Extended Data Fig. 2 Nanowire functionalization and characterization of T cell response.
a) Representative pseudocolor plots of small molecular weight dextran delivery into primary naïve murine CD8+ T cells using nanowires. b) Representative flow cytometry histograms of tbet and emoes proteins in naïve mouse CD8+ T cells incubated with no-nanowire (2D) and no-PEI coated nanowire delivery of miR-29-mimic to murine CD8+ T cells. c) Schematic of functionalization process of nanowires via covalent conjugation of PEI on nanowire surface. d) Representative flow cytometry gating of cell viability (top) and delivery efficacy (bottom) of 6-FAM-miR-29-mimic in primary naïve murine CD8+ T cells using 2D control, unmodified nanowires, and covalently conjugated (CC) or surface coated (SC) nanowires with PEI. T cells were incubated on nanowires for 96 hrs. e) Representative STEM images of blank nanowires showing the absence of a PEI layer. f) Representative EDX images of blank nanowires showing the minimal presence of Nitrogen (N), Carbon (C), and Oxygen (O) on Silicon (Si). g) Zeta potential measurement of bare silicon nanowires, PEI-functionalized nanowires, and miRNA-loaded PEI-functionalized nanowires. Data are presented as mean ± s.e.m. One-way ANOVA with Tukey’s test (n = 3, each dot represents an independent nanowire chip). h) Representative flow cytometry gating of cell viability (top) and delivery efficacy (bottom) of 6-FAM-miR-29-mimic in primary naïve murine CD8+ T cells at various miRNA doses and fixed PEI wt/v%. T cells were incubated on nanowires for 96 hrs.
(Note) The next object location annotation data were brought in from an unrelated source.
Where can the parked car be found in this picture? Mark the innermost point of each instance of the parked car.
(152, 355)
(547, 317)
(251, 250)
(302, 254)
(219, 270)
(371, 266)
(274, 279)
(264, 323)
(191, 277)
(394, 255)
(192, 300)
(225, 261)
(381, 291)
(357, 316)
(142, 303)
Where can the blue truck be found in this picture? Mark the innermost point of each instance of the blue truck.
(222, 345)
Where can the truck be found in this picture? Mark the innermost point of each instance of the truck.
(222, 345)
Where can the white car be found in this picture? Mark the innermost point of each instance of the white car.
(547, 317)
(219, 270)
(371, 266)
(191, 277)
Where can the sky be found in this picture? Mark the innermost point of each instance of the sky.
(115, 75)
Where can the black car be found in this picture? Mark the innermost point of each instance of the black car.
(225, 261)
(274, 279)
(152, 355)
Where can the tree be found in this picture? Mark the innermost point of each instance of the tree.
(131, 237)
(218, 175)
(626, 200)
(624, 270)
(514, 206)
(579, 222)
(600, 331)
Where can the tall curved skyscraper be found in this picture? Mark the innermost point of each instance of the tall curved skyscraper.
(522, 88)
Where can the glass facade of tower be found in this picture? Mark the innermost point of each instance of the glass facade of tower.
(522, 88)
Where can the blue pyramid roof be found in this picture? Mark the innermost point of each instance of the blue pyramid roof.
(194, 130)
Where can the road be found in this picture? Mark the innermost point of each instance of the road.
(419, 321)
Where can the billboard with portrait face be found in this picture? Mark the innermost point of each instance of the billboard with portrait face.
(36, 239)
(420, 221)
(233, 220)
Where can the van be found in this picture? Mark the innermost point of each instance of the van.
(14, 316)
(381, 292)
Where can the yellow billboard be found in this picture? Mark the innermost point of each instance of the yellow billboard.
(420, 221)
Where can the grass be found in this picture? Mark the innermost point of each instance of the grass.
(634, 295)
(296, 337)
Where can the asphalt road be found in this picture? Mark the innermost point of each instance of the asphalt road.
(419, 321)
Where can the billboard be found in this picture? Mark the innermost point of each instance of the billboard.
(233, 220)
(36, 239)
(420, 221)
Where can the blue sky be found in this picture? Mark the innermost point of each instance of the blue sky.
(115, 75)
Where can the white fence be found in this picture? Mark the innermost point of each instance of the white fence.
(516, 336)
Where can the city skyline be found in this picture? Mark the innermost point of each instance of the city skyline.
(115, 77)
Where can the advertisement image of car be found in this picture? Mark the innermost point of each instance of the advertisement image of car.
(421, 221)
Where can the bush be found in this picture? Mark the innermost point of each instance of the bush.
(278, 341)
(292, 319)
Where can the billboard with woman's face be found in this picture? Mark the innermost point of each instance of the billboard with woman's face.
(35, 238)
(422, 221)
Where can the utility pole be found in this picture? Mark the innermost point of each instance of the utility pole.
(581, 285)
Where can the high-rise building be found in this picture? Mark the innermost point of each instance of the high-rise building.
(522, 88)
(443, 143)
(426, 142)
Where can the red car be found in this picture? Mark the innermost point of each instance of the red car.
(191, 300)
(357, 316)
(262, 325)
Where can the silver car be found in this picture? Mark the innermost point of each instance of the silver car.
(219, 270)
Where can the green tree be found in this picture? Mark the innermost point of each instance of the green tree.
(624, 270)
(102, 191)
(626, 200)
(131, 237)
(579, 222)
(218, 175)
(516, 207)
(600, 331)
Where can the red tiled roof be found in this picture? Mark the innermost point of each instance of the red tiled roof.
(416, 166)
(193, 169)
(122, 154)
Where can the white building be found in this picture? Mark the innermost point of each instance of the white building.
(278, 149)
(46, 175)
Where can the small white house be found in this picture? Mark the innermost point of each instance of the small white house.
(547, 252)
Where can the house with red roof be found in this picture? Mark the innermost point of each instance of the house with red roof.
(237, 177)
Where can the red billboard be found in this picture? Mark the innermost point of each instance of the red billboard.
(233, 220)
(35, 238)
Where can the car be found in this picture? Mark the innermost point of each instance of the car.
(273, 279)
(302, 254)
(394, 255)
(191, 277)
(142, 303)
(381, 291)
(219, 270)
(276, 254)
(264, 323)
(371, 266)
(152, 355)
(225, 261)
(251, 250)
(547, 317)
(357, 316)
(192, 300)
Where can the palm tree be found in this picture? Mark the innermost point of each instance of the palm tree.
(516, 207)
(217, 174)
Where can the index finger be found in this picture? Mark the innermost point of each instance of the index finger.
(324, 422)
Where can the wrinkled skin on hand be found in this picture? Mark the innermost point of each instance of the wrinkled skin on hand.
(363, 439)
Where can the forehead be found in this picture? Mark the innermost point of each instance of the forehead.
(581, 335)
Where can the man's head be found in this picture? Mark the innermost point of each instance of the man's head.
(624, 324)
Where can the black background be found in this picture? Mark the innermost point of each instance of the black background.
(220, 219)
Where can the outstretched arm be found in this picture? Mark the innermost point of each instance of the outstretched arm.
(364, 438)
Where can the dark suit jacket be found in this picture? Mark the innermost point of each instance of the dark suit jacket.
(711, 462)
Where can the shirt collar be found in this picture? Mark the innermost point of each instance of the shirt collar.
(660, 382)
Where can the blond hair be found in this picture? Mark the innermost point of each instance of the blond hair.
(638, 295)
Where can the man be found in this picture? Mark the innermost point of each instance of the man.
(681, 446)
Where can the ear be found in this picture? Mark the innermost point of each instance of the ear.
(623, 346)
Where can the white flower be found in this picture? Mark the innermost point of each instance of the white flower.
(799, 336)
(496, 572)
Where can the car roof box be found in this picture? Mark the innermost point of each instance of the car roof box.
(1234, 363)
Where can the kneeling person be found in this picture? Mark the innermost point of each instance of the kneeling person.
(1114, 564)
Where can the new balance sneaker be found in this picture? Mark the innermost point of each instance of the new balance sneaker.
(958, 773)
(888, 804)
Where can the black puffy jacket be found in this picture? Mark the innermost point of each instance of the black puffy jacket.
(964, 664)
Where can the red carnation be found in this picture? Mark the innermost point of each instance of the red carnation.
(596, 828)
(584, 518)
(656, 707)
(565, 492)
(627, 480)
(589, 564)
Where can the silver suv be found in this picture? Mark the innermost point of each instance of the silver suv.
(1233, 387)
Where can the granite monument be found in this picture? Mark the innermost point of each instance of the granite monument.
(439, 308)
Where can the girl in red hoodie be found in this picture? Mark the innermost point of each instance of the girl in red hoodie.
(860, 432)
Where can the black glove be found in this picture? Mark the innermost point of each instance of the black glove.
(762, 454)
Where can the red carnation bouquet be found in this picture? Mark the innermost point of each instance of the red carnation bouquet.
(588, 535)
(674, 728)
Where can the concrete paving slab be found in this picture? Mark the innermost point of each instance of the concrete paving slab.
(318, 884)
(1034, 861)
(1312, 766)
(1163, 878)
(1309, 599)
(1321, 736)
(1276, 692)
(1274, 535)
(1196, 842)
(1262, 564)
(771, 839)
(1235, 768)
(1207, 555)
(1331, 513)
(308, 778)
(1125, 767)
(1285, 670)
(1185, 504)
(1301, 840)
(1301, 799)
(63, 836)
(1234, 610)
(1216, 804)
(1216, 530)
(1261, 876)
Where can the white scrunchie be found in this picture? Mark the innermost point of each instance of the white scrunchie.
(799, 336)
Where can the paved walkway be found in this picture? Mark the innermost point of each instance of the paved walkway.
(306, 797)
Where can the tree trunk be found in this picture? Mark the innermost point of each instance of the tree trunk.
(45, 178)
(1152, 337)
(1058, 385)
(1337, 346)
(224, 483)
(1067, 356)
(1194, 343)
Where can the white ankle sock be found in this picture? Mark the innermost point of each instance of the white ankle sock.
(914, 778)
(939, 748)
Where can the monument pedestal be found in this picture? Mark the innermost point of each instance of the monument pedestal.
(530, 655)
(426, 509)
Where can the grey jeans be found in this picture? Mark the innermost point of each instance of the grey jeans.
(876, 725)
Extended Data Fig. 3 Nanowire penetration in T cells.
a) 3D projection of confocal microscopy image of nanowires in T cells. PEI-functionalized nanowires were loaded with FITC-BSA (green), naïve mouse CD8+ T cells were seeded on nanowires, centrifuged, and cultured for 12 hrs. Fixed samples were stained with phalloidin (actin, orange) and DAPI (nucleus, blue). Data representative of 40 cells from 4 independent technical replicates, with 10 cells from each replicate. b) Orthogonal projection with nanowires (FITC), DAPI, and actin (orange) from the same sample as in (A). The inset on the right represents the maximum intensity projection (MIP) of the representative sample. Data representative of 40 cells from 4 independent technical replicates, with 10 cells from each replicate. c) 3D projection of representative confocal microscopy image of nanowires in T cells comparing PEI-functionalized nanowires to blank nanowires. Data representative of 40 cells from 4 technical replicates for each condition, with 10 cells from each replicate. d) Measurement of the height of nanowire penetration inside a naïve mouse CD8+ T cell. Data represents 10 samples randomly selected from 40 cells from 4 independent technical replicates. Data are presented as mean ± s.e.m. A two-tailed, unpaired t-test with Welch’s correction was performed. e) Quantification of the number of nanowires per cell from maximum intensity projection of confocal microscopy images. Each dot represents a cell and a total of 40 cells were analyzed across 4 independent technical replicates. Data are presented as mean ± s.e.m. A two-tailed, unpaired t-test with Welch’s correction was performed.
Extended Data Fig. 4 miRNA delivery and release in T cells.
a-b) Histogram overlays (A) and bar graph of 6-FAM-miR-29-mimic uptake or release in primary naïve mouse CD8+ T cells (B). Data are presented as mean ± s.e.m. One-way ANOVA with Tukey’s test (n = 3, each dot represents an independent nanowire chip). c) Representative confocal microscopy image of murine CD8+ T cell with delivered miR-29-mimic using PEI-functionalized nanowires. T cells were incubated on nanowires for 96 hrs. d) Bar graph of miR-29 delivery efficacy of CD8+ T cells upon 6-FAM-miR-29-mimic delivery of primary naïve murine CD8+ T cells with different nanowire tip sizes and covalently conjugated with 10 wt/v% PEI. T cells were incubated on nanowires for 96 hrs. Data are presented as mean ± s.e.m. One-way ANOVA with Tukey’s test (n = 3, each dot represents an independent nanowire chip).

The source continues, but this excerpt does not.